3.STRANGER GINS; 50 things to drink while you watch TV (Dog 'n' Bone, 2021, 64 pages, $13.99 hardbound) has been compiled by Carol Hilker, a Chicago-based food writer. All of the shows are "series" and include old and new. Thus, there's Twin Peaks (recommended drink: Jacoby's Coconut). Fleabag (Hot Priest), Mad Men (Dirty Don Martini), and Seinfeld (Festivus)...But no Sopranos. She's got recipes and reasons for each show. PS: I'm not ashamed to admit having seen all of these shows but drinking just wine. Quality/Price Rating:87
4.THE EVERYTHING GUIDE TO THE INSULIN RESISTANCE DIET; lose weight, reverse insulin resistance, and stop pre-diabetes. (Adams Media, 2021, 270 pages, ISBN 978-1-5072-1420-6, $25.99 softbound) is by Marie Feldman and Jodi Dalyai, both of whom are registered dietitians and diabetes educators. Both use nutrition in their daily work to help patients in the areas of weight loss and diabetes. Much has already been written in the media about both diabetes and pre-diabetes, but this book begins a bit earlier with "insulin resistance".  The key here is weight loss and, of course, lifestyle pattern changes. These alone would go a long way to end the path to diabetes. They've got 150 recipes and a 10-week plan for healthy eating and increased activity. Based on their researches and patients they have worked with, you can lower your risk for type 2 diabetes. The book could have been improved if it had also used metric in the recipes, but at least it had metric conversion charts. Quality/price rating: 88.

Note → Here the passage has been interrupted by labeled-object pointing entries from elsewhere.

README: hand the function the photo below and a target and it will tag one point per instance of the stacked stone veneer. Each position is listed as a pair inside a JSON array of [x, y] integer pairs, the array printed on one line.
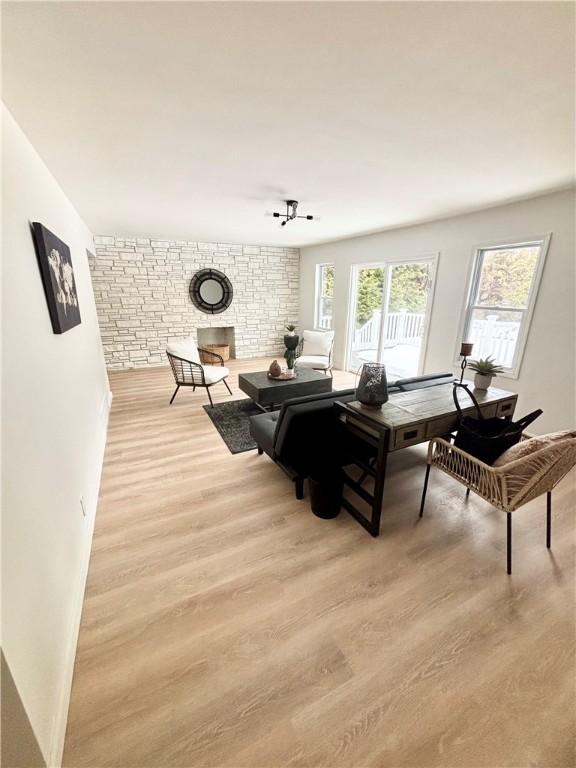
[[141, 289]]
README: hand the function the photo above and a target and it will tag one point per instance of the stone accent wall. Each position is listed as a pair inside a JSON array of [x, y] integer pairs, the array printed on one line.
[[141, 290]]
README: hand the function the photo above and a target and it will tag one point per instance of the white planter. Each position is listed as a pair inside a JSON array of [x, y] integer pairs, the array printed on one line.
[[481, 381]]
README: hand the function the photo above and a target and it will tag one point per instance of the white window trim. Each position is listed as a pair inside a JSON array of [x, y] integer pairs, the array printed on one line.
[[429, 256], [543, 241], [317, 295]]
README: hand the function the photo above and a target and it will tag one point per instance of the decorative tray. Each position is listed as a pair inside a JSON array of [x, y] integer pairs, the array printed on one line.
[[282, 377]]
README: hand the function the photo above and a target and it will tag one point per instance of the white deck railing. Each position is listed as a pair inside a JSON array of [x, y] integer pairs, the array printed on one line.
[[401, 328], [495, 338], [489, 336]]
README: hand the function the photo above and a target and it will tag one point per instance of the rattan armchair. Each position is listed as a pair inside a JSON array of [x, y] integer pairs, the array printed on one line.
[[188, 371], [509, 486]]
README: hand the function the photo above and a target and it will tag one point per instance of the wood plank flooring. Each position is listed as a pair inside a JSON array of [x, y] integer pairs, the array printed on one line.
[[225, 625]]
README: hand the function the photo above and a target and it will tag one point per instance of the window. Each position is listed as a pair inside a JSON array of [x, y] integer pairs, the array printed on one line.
[[324, 295], [501, 299]]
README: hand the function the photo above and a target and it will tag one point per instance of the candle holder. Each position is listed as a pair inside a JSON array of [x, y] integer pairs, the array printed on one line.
[[465, 352]]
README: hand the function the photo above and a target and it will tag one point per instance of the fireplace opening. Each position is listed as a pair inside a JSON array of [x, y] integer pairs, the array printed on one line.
[[224, 336]]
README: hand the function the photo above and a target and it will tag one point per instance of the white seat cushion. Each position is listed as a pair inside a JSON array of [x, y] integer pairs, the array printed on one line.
[[187, 349], [313, 361], [317, 342], [214, 373]]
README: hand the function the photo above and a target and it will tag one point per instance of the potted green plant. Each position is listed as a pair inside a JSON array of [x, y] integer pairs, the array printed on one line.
[[485, 370]]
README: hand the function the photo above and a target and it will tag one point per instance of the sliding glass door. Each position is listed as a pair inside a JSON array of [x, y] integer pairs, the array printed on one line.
[[391, 303]]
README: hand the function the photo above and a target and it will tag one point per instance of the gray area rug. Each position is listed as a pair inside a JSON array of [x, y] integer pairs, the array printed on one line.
[[232, 420]]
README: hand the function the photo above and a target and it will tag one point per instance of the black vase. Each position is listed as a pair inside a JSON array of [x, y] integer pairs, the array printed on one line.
[[372, 389], [291, 342]]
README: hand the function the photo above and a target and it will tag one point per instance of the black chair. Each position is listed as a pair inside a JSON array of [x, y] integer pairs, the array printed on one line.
[[191, 372], [300, 434]]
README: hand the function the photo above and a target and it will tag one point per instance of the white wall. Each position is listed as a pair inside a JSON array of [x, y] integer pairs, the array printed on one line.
[[55, 399], [546, 377]]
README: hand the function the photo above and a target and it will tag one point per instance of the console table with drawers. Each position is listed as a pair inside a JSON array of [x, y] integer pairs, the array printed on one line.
[[408, 418]]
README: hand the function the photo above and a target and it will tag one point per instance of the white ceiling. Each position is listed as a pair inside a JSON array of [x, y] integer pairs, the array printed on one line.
[[192, 120]]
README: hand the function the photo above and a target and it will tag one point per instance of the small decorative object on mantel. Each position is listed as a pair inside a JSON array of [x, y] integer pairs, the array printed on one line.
[[465, 351], [485, 371], [274, 371], [58, 278], [372, 390]]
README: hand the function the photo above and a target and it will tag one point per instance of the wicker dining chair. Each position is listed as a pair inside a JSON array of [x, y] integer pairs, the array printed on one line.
[[508, 486], [188, 371]]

5.ROOT & NOURISH; an herbal cookbook for women's wellness (Tiller Press, 2021, 240 pages, $39.99 hardbound) is by holistic nutritionist and recipe developer Abbey Rodriguez and Ayurvedic health counselor Jennifer Kurdyla. Together they have collaborated on  a presentation centering around  kitchen herbs and spices to promote good health, longevity and beauty. Plant medicine has a rich history in everyday life, and through food and self-care – can be beneficial.  After a discussion about the basics and the herbal pantry, the book has three main divisions: digestion,  mental health, and hormonal health.  Each is further divided by recipes for breakfasts, mains, sweets and teas and drinks. There's a concluding list of suppliers, a bibliography for further reading, and a listing for daily rituals that embrace rest and sleep, movement, connection and spirituality.  Preps include matcha bites; dark chocolate fig oatmeal bites; herbal lullaby tea; cauliflower pizza with cashew cream, fennel, arugula and honey; spaghetti squash boats with basil and oregano; vanilla bean sweet potato banana pancakes.
Preparations have their ingredients listed only in US avoirdupois measurements, but there is no table of metric equivalents (needed for the rest of the world).